Things to Consider Regarding a Short Refinance Method

Short refinance is a short term form of refinancing where the lender agrees to forgive at least 10% of your existing mortgage and provides you with a reduced balance in a way that helps you avoid foreclosure. In a sense, it’s good for the bank and homeowner because a foreclosure can cause the bank to lose tons of money and the homeowner still has a place to live. The main gripe is the house sells far under market value, so that doesn’t leave much room for profit. Here are some things to know regarding this form of refinancing.

What Are Some Requirements of This Refinancing Method?

Short RefinanceTo qualify for a short refinance program, you must have a good record of mortgage payments for at least 12 months. It’s important to not incur any delinquencies in your mortgage because that’s a way to weed you out of the process of making your application go through. Additionally, your lender must write off at least 10% of the principal balance. Also, you must have negative equity in your home. Remember, that the lender has the choice of handling this situation. Build a great rapport with your lender first before you consider this type of refinancing.

What Kind of Issues Might You Run into Regarding This Type of Finance?

It’s a very risky situation because of the low credit and equity in the home. Lenders have to be convinced this is absolutely worth the trouble. Remember, they are going to lose some money in this type of form. This basically helps you out and they have to lower your balance. In your case, you may end up waiting quite some time for this process to go through. Also, there are no guarantees which means you could end up without a home. A foreclosure is something you definitely don’t want on your record especially if you want to do future business with the lender. On the flip side, if your bank does comply with a short refinance, this doesn’t hurt the credit score as much as a foreclosure. It’s a very complicated situation that really takes time to thoroughly gauge. You may be stuck in a rock and a hard place.

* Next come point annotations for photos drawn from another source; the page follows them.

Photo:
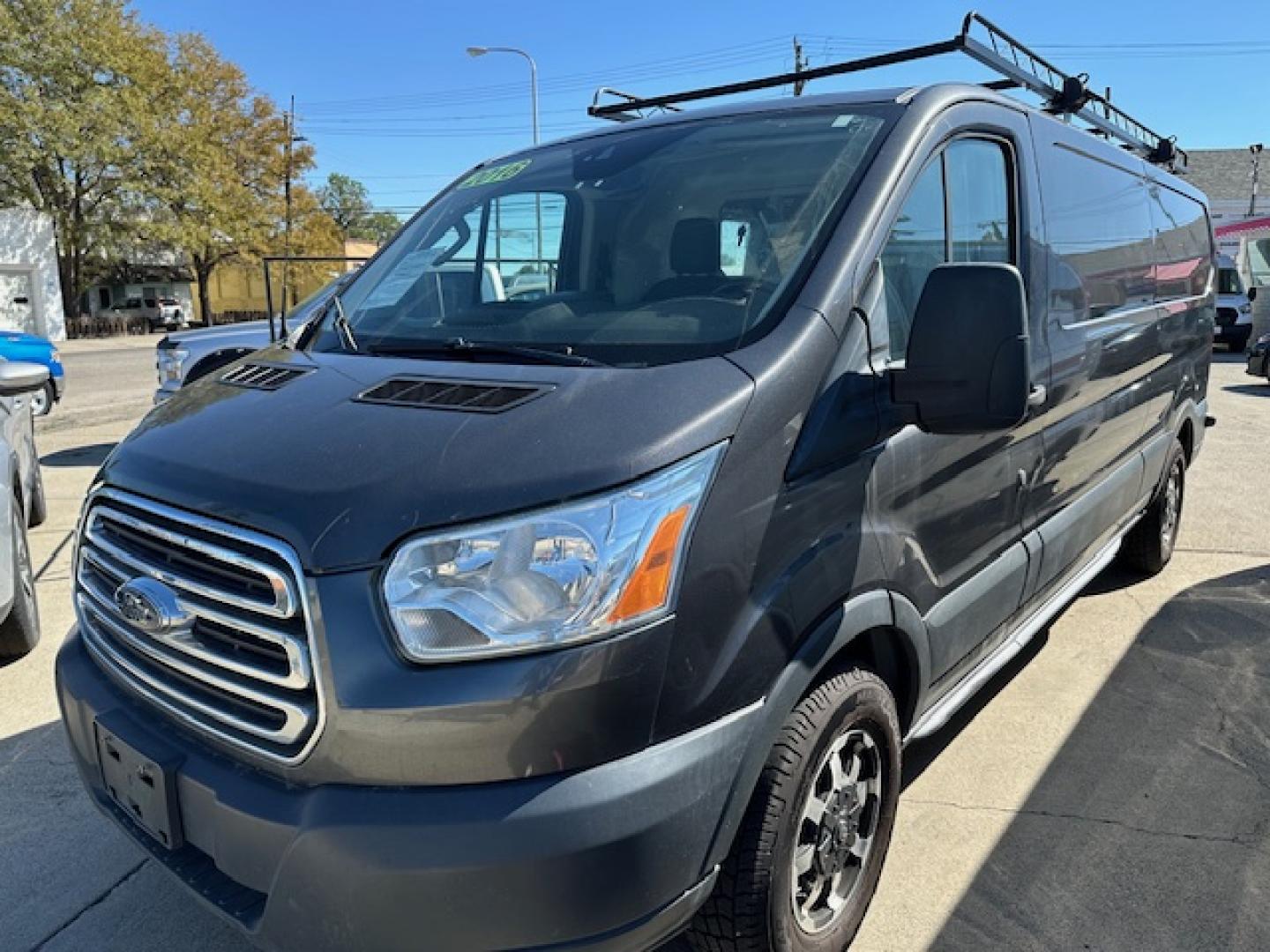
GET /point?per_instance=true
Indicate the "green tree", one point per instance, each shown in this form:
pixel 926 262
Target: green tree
pixel 377 227
pixel 79 80
pixel 219 190
pixel 346 201
pixel 348 204
pixel 312 233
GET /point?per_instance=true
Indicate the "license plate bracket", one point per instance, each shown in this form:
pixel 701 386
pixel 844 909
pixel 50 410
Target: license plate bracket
pixel 144 787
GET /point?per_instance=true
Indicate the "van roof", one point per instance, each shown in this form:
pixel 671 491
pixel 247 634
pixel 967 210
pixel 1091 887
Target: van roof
pixel 930 100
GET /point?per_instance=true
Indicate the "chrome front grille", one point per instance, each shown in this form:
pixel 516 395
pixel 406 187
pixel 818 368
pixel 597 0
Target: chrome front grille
pixel 238 664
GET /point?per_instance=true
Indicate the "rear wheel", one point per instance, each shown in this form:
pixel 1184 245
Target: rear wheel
pixel 19 632
pixel 1149 545
pixel 811 850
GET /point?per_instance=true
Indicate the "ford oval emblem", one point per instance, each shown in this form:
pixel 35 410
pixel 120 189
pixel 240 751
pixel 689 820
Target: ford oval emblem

Can You Utilize FHA Guidelines?

Yes, the federal government provides people with a federal short refinancing program. In addition to conventional refinance rules, you have to abide by federal rules. For example, you have to claim primary residency in the home you wish to refinance. Always make sure that you abide by the state rules regarding the amount of years you need to live in the home. However, the advantage of federal loans is the process of this short refinancing doesn’t take as long. If you happen to do a short sale under these guidelines, you can make a new purchase rather quickly.

What Advantages and Disadvantages Arise from Applying for a Short Refinance Plan?

Short refinanceSome of the advantages of this refinance include: a reduced monthly payment, preventing foreclosure, more equity in your home, and possibly a lower interest rate. These elements will certainly help you out regarding your financial options when things look bleak. For a lot of people in a really bad equity or mortgage situation, this may be one of a few options left. However, this does not come without disadvantages.

One of the major disadvantages of using this refinancing method is it hits your credit score. A major credit score drop can severely affect your livelihood. If you wanted to do another refinance in the future that requires a significant amount of credit, chances are you won’t have enough reserves built up to make it happen. For a refinance like a cash out, it’s dependent on a quality credit score and equity. It could take years to re-build your credit. Any refinance you use depletes your resources, but this actually hits your credit score. A major drop in your credit score has a profound effect on qualify for auto loans, credit cards, or any other faction that deems credit as important. Be very careful and think carefully when making this type of decision. There’s also a lot of back and forth between you and the lender regarding this finance. A loan officer may have to convince the bank or lender that you’re worthy for this refinance. You could send in tons of documents that take time to process without even getting accepted.

A short refinance plan should be a method saved for dire situations. Try to avoid it if you can so you don’t put your credit in jeopardy or risk getting a foreclosure because of a lender not accepting the terms. Measure all other choices to find a more reasonable method of getting accepted into a refinance option.